Why not give Ofqual more power over apprenticeship standards?

The assessment community is calling for Ofqual’s role in apprenticeships to be extended – which shows something is badly wrong, says Gemma Gathercole

When I first started working for OCR way back in 2005, there was a single body responsible for both the content of qualifications and their regulation: the Qualifications and Curriculum Authority. 

It is a difficult task, designing the rules governing content, and then writing the rules that regulate it in the form of qualifications and regulating the organisations that offer them. And because it is a difficult task, it led inevitably to questions about conflicts of interest. For those with long memories in this sector, and I don’t yet count myself as one, there are probably many more examples of this sort of conflict. 

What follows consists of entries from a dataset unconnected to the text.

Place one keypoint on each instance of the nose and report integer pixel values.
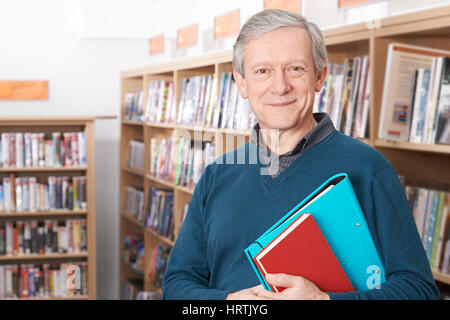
(280, 84)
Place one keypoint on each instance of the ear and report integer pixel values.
(240, 82)
(320, 80)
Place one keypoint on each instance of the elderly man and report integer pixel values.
(279, 62)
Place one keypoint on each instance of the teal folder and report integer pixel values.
(339, 216)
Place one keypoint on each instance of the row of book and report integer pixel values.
(134, 291)
(431, 213)
(26, 194)
(160, 105)
(134, 105)
(44, 281)
(199, 105)
(345, 96)
(33, 150)
(134, 253)
(184, 212)
(181, 161)
(159, 264)
(27, 237)
(136, 155)
(416, 95)
(160, 212)
(134, 201)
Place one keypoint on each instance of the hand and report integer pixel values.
(297, 288)
(253, 293)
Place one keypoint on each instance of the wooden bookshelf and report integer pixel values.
(49, 125)
(417, 161)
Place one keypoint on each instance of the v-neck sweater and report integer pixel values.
(234, 202)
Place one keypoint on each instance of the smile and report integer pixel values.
(282, 104)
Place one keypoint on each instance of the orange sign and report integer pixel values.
(157, 45)
(23, 90)
(187, 36)
(227, 25)
(349, 3)
(291, 5)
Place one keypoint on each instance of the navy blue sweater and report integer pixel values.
(233, 204)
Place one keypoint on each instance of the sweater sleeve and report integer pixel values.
(187, 273)
(408, 273)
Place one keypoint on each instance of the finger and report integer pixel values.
(268, 294)
(282, 280)
(256, 289)
(255, 297)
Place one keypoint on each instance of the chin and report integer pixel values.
(281, 124)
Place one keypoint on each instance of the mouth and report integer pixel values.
(282, 104)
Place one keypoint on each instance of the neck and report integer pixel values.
(282, 141)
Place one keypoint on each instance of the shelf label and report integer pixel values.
(187, 36)
(23, 90)
(156, 45)
(227, 25)
(349, 3)
(291, 5)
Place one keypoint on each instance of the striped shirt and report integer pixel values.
(278, 163)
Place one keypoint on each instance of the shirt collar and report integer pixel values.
(323, 128)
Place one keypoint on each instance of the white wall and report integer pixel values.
(81, 46)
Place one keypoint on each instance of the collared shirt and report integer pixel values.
(278, 163)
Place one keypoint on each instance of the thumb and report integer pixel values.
(281, 280)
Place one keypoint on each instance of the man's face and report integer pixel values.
(279, 78)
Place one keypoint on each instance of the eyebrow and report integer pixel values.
(263, 63)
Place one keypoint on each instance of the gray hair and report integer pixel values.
(271, 19)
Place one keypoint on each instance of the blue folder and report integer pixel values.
(339, 216)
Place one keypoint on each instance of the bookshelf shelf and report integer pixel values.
(415, 161)
(160, 237)
(13, 215)
(132, 219)
(52, 298)
(47, 126)
(136, 172)
(170, 184)
(60, 169)
(441, 277)
(44, 257)
(436, 148)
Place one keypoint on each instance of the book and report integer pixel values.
(396, 109)
(442, 130)
(302, 250)
(346, 232)
(42, 281)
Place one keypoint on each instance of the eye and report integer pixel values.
(298, 70)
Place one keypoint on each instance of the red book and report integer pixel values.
(302, 250)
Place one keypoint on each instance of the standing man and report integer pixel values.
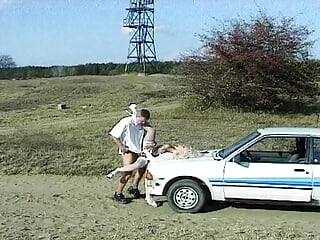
(128, 135)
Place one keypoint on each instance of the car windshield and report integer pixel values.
(227, 151)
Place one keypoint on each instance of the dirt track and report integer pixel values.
(60, 207)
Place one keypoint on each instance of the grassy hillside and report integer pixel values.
(36, 137)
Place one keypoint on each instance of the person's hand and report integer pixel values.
(124, 149)
(142, 154)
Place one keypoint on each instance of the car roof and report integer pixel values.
(290, 131)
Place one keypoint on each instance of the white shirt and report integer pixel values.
(129, 133)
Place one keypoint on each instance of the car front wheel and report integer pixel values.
(186, 196)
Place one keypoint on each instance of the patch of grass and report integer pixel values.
(38, 138)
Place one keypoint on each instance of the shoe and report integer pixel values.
(111, 174)
(119, 198)
(134, 192)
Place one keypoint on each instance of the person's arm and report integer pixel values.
(116, 133)
(123, 148)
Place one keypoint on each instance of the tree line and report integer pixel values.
(28, 72)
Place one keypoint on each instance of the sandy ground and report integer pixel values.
(60, 207)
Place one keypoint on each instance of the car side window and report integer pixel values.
(316, 151)
(277, 150)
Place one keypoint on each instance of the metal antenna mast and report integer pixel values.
(140, 20)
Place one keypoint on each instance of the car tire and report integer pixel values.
(186, 196)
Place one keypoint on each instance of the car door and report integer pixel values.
(265, 171)
(315, 163)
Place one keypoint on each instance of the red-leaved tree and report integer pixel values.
(261, 64)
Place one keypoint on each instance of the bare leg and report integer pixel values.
(138, 176)
(140, 163)
(127, 159)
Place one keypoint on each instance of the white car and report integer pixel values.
(270, 164)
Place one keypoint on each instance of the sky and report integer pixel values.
(72, 32)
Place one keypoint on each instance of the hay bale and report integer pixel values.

However, we are on the verge of recreating exactly that sort of conflict in a new organisation: the Institute for Apprenticeships, but the picture is now even more complex.

Now is the time to act

For apprenticeship standards, there is no single approach to external quality-assurance. Depending on the version of documentation you read, there are three, four or five. The official government guidance says there are three options: an employer-designed solution within specified parameters set by the guidance, professional bodies taking on the role, or Ofqual regulation. 

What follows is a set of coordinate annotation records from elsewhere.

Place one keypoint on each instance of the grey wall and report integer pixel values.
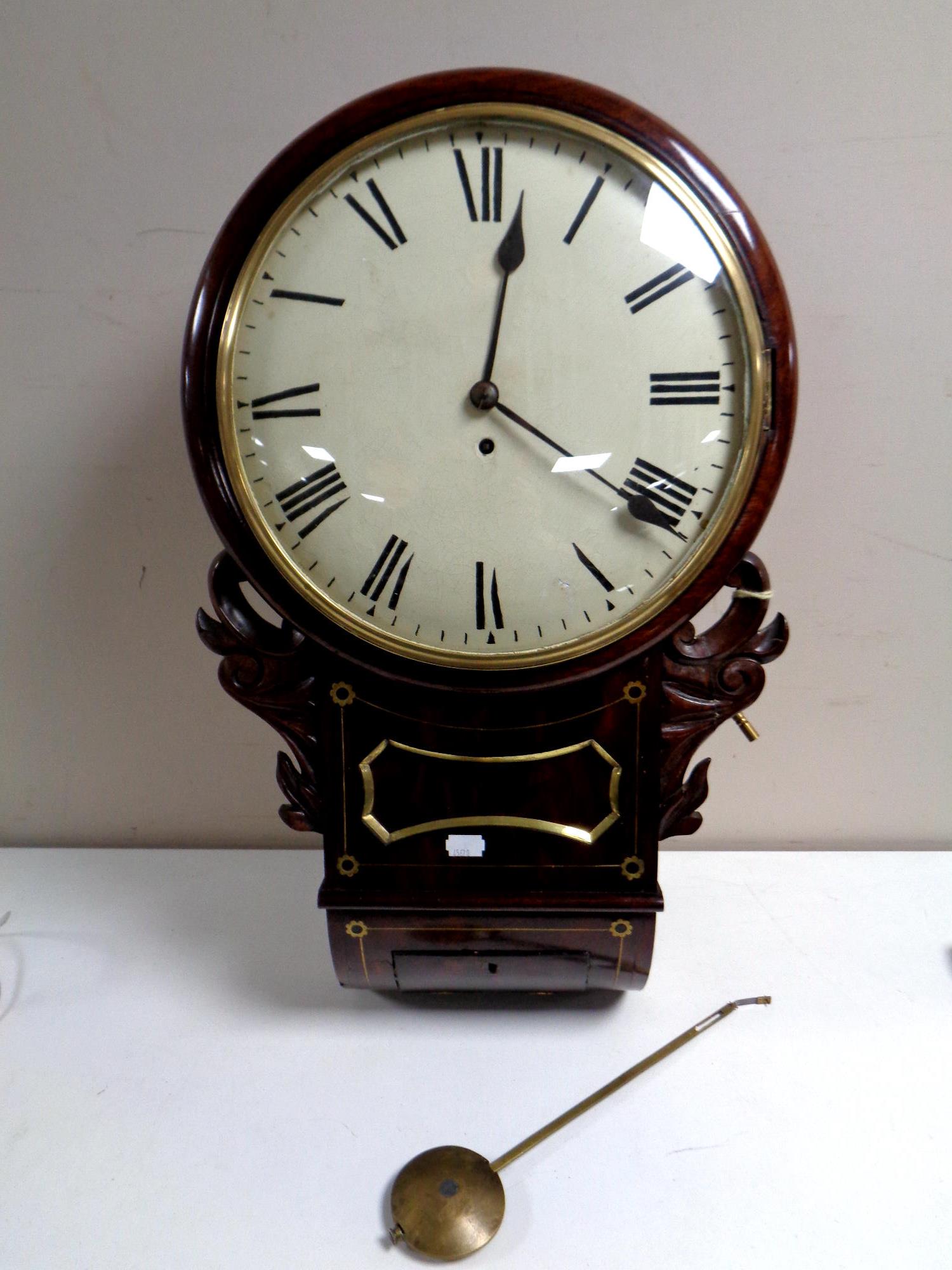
(129, 131)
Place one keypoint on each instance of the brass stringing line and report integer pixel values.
(498, 930)
(638, 785)
(522, 727)
(343, 773)
(418, 864)
(619, 963)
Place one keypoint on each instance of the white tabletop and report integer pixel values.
(183, 1084)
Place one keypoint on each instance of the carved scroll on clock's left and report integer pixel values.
(270, 670)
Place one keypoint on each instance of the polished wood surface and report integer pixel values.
(541, 905)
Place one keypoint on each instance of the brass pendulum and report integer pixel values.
(449, 1202)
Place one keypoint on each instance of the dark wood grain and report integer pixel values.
(539, 906)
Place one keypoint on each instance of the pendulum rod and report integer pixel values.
(607, 1090)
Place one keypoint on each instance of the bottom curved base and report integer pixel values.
(510, 951)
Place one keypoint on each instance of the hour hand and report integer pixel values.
(511, 255)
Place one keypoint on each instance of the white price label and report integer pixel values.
(465, 845)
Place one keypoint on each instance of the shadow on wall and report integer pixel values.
(124, 733)
(246, 928)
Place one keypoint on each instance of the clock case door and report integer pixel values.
(571, 773)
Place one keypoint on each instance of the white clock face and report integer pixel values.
(465, 500)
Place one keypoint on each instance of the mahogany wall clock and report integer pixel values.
(488, 387)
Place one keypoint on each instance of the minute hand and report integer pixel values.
(640, 507)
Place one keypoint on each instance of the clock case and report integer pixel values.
(569, 773)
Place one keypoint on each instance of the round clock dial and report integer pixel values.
(491, 387)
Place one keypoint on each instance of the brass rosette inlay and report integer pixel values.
(633, 868)
(342, 694)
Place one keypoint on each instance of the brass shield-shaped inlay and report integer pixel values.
(571, 792)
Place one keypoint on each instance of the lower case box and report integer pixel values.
(512, 951)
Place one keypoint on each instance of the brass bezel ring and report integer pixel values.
(751, 328)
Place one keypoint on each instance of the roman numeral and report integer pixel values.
(593, 568)
(497, 609)
(380, 575)
(282, 397)
(281, 294)
(492, 190)
(671, 495)
(686, 388)
(310, 493)
(661, 286)
(585, 210)
(375, 224)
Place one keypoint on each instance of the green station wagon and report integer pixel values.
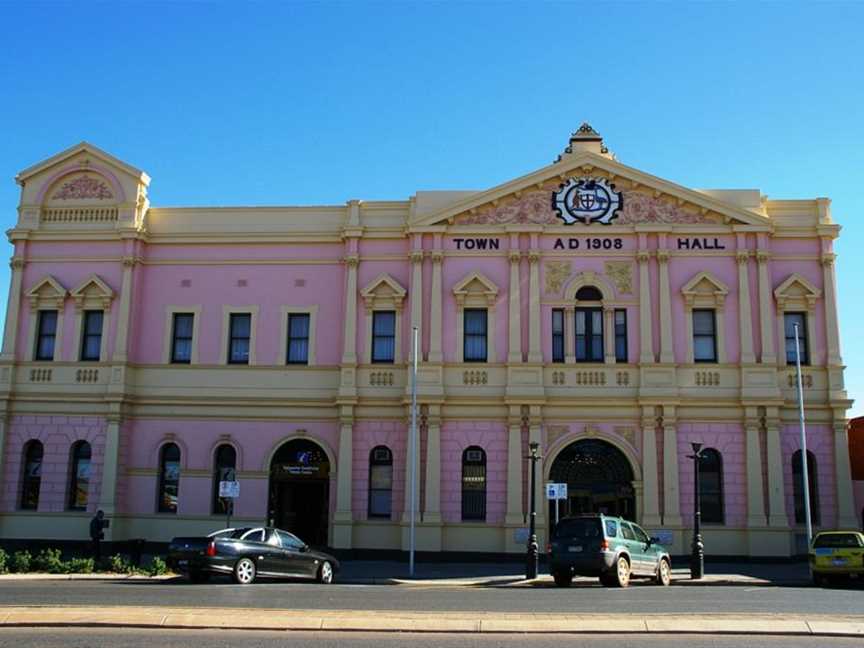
(609, 547)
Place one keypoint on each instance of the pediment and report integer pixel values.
(647, 199)
(93, 290)
(475, 286)
(796, 289)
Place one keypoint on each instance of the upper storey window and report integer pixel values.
(239, 338)
(46, 335)
(384, 336)
(476, 323)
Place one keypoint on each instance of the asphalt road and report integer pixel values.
(108, 638)
(639, 598)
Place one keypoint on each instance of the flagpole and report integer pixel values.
(804, 468)
(412, 452)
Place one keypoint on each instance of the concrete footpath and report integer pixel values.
(379, 572)
(419, 621)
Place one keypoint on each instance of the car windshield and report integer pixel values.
(837, 541)
(579, 528)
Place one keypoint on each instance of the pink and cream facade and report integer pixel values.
(610, 316)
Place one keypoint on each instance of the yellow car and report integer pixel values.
(835, 555)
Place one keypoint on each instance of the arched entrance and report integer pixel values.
(599, 479)
(300, 490)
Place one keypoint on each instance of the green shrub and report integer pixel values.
(157, 567)
(79, 566)
(120, 565)
(21, 561)
(49, 560)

The fourth, isn’t described as an option as it’s a route of default rather than choice: the Quality Assurance Agency, which retains its remit for regulating degrees, and therefore degree apprenticeships. 

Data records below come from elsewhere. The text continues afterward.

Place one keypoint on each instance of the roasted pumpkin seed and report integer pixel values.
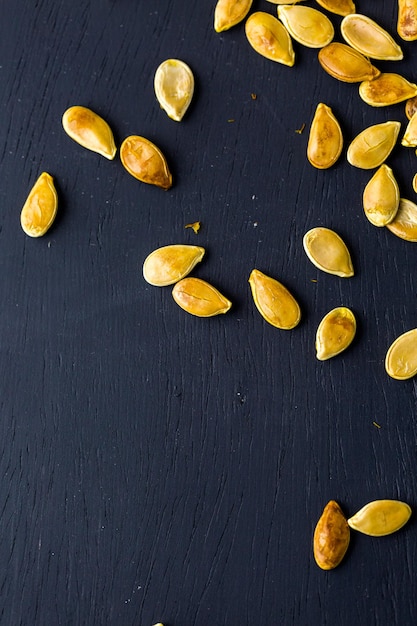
(273, 301)
(407, 20)
(169, 264)
(40, 208)
(89, 130)
(325, 141)
(404, 224)
(366, 36)
(335, 333)
(308, 26)
(381, 197)
(331, 537)
(327, 251)
(174, 87)
(228, 13)
(346, 64)
(381, 517)
(270, 38)
(199, 298)
(386, 89)
(373, 145)
(144, 161)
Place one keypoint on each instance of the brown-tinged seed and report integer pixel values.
(331, 537)
(40, 208)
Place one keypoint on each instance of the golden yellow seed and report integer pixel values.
(174, 87)
(306, 25)
(386, 89)
(270, 38)
(89, 130)
(169, 264)
(327, 251)
(199, 298)
(144, 161)
(228, 13)
(40, 208)
(381, 517)
(369, 38)
(404, 224)
(381, 197)
(325, 141)
(407, 19)
(346, 64)
(373, 145)
(335, 333)
(401, 357)
(273, 301)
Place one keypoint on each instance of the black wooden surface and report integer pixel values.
(159, 467)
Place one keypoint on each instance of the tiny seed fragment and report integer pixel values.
(373, 145)
(381, 517)
(346, 64)
(381, 197)
(273, 301)
(335, 333)
(327, 251)
(145, 162)
(331, 537)
(89, 130)
(325, 141)
(40, 208)
(270, 38)
(169, 264)
(199, 298)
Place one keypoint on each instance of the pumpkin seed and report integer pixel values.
(401, 357)
(228, 13)
(331, 537)
(144, 161)
(335, 333)
(381, 517)
(339, 7)
(407, 19)
(404, 224)
(325, 141)
(169, 264)
(89, 130)
(174, 87)
(308, 26)
(270, 38)
(327, 251)
(346, 64)
(273, 301)
(40, 208)
(386, 89)
(368, 37)
(381, 197)
(373, 145)
(199, 298)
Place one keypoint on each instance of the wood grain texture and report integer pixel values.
(157, 467)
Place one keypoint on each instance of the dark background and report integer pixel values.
(160, 467)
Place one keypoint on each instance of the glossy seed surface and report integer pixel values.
(325, 140)
(144, 161)
(40, 208)
(381, 197)
(381, 517)
(335, 333)
(169, 264)
(327, 251)
(273, 301)
(174, 87)
(270, 38)
(371, 147)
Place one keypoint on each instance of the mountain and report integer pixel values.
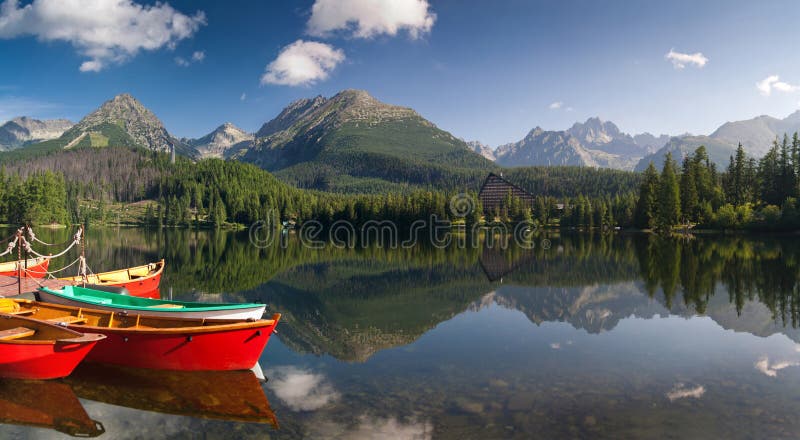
(296, 111)
(121, 121)
(222, 142)
(718, 151)
(482, 149)
(24, 130)
(541, 147)
(554, 148)
(595, 134)
(649, 142)
(594, 143)
(757, 134)
(353, 142)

And in FAQs or presentations given before the IfA launched, there has also been a fifth option: to ask the IfA itself to take on the role. 

It’s this final option that provides the same conflicts of interest that afflicted QCA. And what happened to QCA? Well, it was disbanded and from it two organisations were created: the now-defunct Qualifications and Curriculum Development Agency and Ofqual, as an independent regulator. The legislation that established Ofqual gave it five objectives: qualifications standards, assessments standards, public confidence, awareness and efficiency. It’s hard to understand what might put this at odds with apprenticeships.

At the heart of these reforms is a drive to put those with the right experience at the centre of the design

And yet, in this round of apprenticeship reform, while we are not replacing Ofqual (at least not directly), we are adding further complexity into a system that almost everyone already thinks is too confusing. 

It would be difficult to imagine a similar approach to qualifications like GCSEs and A-Levels, where, say, an academy trust or local authority could set the bar for school-leaving qualifications. So why is it acceptable for apprenticeships?

At the heart of these reforms is a drive to put those with the right experience at the centre of the design. It’s an obvious, important step, but while it’s easy to understand, it is baffling that the same message – about putting those with experience in the driving seat – does not extend to quality assurance and regulation. In an era where budgets are getting tighter, and government expenditure does not reach as far as it once did, spending money on duplicating the functions of an existing non-ministerial department seems frivolous.

Regulators are often disliked – it’s the nature of their role – but the function they fulfil is an important check to ensure quality. At some point, probably in the not-too-distant future, questions are likely to be raised about disparate approaches to quality assurance within apprenticeships. And to where should those concerns be directed?

Indeed, the fact that the assessment community is actually calling for Ofqual’s role in apprenticeships to be extended should indicate that something is wrong. 

It is not common for the regulated to be calling for their regulator to have more power. Correcting this misstep would mean some changes to standards that have already been approved for delivery, but that is much easier to do right now, while the numbers of starts is low. It would certainly be easier to do before the Institute begins to develop a regulatory function, and given it doesn’t yet formally exist, now is the time to act.